REPUBLIKA.CO.ID -- JENDOUBA -- Diperkirakan lebih dari seribu pengunjukrasa bekumpul di kota Jendouba, Tunisia, dan mengecam pembunuhan terhadap empat korban yang diduga dilakukan oleh kelompok gerilyawan.
Ketika para korban dimakamkan, perdana menteri yang baru Mehdi Jomaa menyata bahwa negara tidak akan dibuat runtuh oleh "terorisme". "Tunisia adalah bebas, terorisme keluar," "Martir orang-orang beriman" merupakan seruan yang diucapkan oleh para demonstran di luar gedung gubernur di kota di barat laut Tunisia.
Negeri itu diguncang serangan di sejumlah wilayah sejak revolusi 2011, yang menggulingkan kepemimpinan diktator selama puluhan tahun dan meletup sejak gelombang demonstrasi melanda negara-negara Arab.
Para demonstran menyampaikan dukungan mereka terhadap pasukan keamanan, berhenti di depan pos pilisi dan menyanyikan lagu kebangsaan "Kami bersama Anda". Banyak pula yang kemudian menghadiri pemakaman korban serangan yang dilaksanakan di tempat terpisah.
Seperti dikutip dari AFP pada Selasa (18/2), sekelompok orang bersenjata yang sudah memasang batu perintang di tengah jalan di wilayah Jendouba, sekitar 45Km dari perbatasan Aljazair, menembak mati seorang warga sipil dan seorang tahanan ketika kendaraan mereka mendekat.
Ketika Pasukan Keamanan Nasional tiba untuk menyelidiki, kelompok penyerang melepas tembakan yang membuat dua petugas terbunuh dan dua lainnya terluka.
Menteri Dalam Negeri, Lotfi Ben Jeddou menghadiri pemakaman salah seorang petugas. Di Tunis, beberapa waktu kemudian, Jomaa mengadakan rapat dengan dewan keamanan nasional bersama Presiden Moncef Marzouki dan Ben Jaddou.

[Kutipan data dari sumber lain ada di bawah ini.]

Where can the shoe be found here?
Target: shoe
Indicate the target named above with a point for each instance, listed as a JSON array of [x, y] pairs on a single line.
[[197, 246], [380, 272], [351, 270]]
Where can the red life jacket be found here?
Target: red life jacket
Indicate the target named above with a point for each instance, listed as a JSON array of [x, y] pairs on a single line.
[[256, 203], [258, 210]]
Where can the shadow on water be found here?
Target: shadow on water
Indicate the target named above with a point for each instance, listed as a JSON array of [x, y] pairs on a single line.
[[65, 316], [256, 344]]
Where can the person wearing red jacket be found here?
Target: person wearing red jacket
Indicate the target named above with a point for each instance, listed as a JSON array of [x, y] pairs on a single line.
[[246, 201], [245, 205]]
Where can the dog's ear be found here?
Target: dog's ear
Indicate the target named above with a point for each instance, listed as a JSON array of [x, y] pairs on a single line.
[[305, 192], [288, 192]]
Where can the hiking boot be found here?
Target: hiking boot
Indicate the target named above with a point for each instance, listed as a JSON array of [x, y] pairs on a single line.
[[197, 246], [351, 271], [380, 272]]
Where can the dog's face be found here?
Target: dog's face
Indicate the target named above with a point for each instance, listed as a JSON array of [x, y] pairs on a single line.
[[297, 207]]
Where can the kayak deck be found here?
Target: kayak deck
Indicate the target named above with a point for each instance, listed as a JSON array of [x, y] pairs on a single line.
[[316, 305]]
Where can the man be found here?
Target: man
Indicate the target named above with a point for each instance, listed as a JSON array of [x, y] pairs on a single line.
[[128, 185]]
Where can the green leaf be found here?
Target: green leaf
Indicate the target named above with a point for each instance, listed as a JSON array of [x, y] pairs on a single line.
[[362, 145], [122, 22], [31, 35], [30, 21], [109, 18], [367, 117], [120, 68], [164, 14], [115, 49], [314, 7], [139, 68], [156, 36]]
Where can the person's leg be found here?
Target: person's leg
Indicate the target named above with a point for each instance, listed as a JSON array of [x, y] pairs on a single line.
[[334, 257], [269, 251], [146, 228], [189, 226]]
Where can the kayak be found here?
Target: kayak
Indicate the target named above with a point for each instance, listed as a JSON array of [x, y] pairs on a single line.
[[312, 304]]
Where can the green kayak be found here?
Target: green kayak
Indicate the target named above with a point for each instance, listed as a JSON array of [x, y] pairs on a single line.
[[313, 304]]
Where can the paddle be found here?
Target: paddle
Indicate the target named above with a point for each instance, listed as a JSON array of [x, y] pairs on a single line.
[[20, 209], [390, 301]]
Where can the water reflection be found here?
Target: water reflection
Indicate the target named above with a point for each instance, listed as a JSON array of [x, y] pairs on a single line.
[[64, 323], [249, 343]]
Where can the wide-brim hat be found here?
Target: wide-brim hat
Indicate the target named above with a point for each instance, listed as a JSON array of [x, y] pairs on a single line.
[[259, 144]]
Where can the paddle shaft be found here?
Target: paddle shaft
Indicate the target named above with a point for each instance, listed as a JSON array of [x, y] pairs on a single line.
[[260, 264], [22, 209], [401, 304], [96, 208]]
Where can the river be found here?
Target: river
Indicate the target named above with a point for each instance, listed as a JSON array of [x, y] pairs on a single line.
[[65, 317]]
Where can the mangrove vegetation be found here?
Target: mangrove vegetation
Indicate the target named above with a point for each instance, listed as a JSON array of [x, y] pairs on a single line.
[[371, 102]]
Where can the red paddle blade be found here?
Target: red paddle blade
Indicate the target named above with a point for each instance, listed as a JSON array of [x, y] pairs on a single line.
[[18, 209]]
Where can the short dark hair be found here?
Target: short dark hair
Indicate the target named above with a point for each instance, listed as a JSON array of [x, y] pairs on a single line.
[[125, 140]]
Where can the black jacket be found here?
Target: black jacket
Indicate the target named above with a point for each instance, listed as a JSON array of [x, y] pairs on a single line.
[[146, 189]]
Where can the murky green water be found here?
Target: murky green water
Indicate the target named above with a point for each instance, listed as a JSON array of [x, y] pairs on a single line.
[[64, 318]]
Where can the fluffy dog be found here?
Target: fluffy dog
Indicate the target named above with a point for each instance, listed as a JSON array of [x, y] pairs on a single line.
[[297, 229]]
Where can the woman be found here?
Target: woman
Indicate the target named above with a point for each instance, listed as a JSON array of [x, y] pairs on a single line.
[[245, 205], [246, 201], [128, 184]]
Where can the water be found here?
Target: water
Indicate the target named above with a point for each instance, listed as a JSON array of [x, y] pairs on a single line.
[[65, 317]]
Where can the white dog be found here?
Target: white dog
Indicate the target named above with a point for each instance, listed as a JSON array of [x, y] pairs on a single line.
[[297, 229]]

"Saya yakinkan anda bahwa moral petugas keamanan sangat kuat. itu sudah tekat bulat mereka," katanya kepada wartawan melalui media televisi dan radio sesudah rapat.
"Para teroris itu berencana meruntuhkan negara. Karena mereka tidak bisa melakukannya, maka sekarang mereka berusaha mengganggu kepercayaan masyarakat yang sudah kembali," tambahnya.

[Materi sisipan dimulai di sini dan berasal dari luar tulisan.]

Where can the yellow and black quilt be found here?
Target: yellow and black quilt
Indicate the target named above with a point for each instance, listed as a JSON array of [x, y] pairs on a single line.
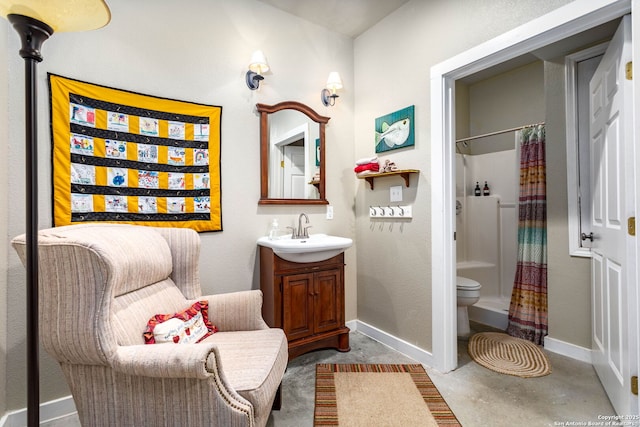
[[125, 157]]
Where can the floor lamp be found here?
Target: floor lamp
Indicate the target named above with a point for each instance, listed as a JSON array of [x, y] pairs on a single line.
[[35, 21]]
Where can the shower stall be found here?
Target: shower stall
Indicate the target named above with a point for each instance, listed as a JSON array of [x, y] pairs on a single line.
[[487, 231]]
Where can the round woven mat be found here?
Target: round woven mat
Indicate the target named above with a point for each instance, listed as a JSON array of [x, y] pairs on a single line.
[[508, 355]]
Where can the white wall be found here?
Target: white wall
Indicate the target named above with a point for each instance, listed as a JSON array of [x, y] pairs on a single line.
[[392, 63], [4, 207], [196, 51]]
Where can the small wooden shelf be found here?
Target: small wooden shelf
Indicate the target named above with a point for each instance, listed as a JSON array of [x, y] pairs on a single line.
[[405, 174]]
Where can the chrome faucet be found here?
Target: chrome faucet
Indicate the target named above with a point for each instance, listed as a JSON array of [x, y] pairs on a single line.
[[302, 231]]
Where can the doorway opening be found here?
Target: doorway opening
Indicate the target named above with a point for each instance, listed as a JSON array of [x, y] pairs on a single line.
[[550, 31]]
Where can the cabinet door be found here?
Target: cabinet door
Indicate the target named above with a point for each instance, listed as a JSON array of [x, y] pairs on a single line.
[[297, 305], [328, 300]]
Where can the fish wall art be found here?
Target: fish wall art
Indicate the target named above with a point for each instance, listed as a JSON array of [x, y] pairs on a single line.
[[395, 130]]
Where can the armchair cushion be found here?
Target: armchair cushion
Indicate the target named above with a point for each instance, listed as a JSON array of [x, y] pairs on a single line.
[[188, 326]]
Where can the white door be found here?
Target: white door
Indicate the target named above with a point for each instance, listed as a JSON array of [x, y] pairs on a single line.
[[294, 176], [613, 335]]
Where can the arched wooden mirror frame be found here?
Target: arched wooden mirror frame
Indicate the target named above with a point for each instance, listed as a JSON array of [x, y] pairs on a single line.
[[264, 111]]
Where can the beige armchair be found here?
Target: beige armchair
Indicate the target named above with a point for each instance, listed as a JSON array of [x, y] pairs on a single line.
[[99, 284]]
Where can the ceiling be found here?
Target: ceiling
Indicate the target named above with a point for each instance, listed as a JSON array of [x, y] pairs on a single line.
[[353, 17], [348, 17]]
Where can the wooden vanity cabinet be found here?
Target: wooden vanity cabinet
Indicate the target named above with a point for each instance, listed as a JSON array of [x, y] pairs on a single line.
[[306, 300]]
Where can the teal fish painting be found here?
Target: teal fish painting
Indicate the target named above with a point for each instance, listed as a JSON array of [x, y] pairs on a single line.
[[395, 130]]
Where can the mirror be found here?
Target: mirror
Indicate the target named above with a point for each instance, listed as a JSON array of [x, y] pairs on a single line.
[[292, 160]]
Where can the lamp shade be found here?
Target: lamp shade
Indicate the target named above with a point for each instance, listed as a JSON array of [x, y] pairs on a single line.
[[61, 15], [258, 63], [334, 82]]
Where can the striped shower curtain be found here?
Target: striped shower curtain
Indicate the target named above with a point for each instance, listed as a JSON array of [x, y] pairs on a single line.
[[528, 308]]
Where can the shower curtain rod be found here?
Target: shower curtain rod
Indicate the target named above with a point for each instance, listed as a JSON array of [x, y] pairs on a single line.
[[498, 132]]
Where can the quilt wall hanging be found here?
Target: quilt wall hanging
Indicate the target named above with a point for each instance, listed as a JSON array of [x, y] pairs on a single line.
[[125, 157]]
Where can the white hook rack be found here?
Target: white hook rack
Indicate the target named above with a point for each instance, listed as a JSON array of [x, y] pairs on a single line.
[[390, 211]]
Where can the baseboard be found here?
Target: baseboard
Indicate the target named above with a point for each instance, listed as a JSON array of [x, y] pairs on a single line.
[[49, 411], [419, 355], [567, 349]]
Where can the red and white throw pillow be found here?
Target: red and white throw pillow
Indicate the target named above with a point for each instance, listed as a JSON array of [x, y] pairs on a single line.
[[189, 326]]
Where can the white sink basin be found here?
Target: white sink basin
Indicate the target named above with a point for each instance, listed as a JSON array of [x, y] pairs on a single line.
[[316, 247]]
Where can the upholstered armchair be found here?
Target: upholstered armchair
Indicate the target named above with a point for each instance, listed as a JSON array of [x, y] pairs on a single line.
[[99, 286]]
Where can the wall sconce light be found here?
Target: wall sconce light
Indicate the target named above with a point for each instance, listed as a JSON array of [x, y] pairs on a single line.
[[328, 94], [35, 21], [257, 66]]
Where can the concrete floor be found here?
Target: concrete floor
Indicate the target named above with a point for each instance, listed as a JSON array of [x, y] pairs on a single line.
[[478, 396]]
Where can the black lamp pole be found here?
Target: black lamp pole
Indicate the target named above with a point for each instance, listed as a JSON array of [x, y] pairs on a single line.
[[32, 34]]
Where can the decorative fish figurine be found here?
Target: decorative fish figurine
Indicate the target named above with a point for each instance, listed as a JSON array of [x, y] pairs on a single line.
[[396, 134]]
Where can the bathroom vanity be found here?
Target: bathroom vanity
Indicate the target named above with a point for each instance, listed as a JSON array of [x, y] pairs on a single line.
[[306, 300]]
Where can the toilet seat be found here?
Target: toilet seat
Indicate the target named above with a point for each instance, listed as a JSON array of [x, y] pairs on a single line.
[[467, 284]]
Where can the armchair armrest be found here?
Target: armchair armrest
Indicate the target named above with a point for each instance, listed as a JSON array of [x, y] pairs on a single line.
[[196, 362], [236, 311], [167, 360]]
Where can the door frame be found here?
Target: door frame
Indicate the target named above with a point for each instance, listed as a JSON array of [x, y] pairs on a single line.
[[568, 20]]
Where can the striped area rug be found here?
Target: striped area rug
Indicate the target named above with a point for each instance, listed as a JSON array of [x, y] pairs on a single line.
[[508, 355], [378, 395]]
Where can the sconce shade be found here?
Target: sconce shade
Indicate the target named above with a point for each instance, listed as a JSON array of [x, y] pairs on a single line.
[[258, 63], [257, 66], [61, 15], [334, 82]]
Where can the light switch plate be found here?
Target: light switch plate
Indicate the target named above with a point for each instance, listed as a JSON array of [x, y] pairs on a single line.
[[395, 193]]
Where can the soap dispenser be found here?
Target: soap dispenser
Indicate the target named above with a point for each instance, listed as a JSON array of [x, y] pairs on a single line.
[[274, 232], [485, 190]]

Pemerintahan merdeka dipimpin Jomaa yang bertugas menyelenggarakan pemilu baru Tunisia pada 30 Januari telah menggantikan pemerintahan oleh pemimpin Islam dengan kemenangan yang berat dan mengakhiri kekacauan politik yang sudah terjadi selama berbulan-bulan.
Banyak saksi mata atas kekerasan yang mematikan di Tunisia sejak 2011 yang meningkat dan dituding dilakukan oleh Ansar al-Sharia, gerakan garis keras terkait Al Qaeda.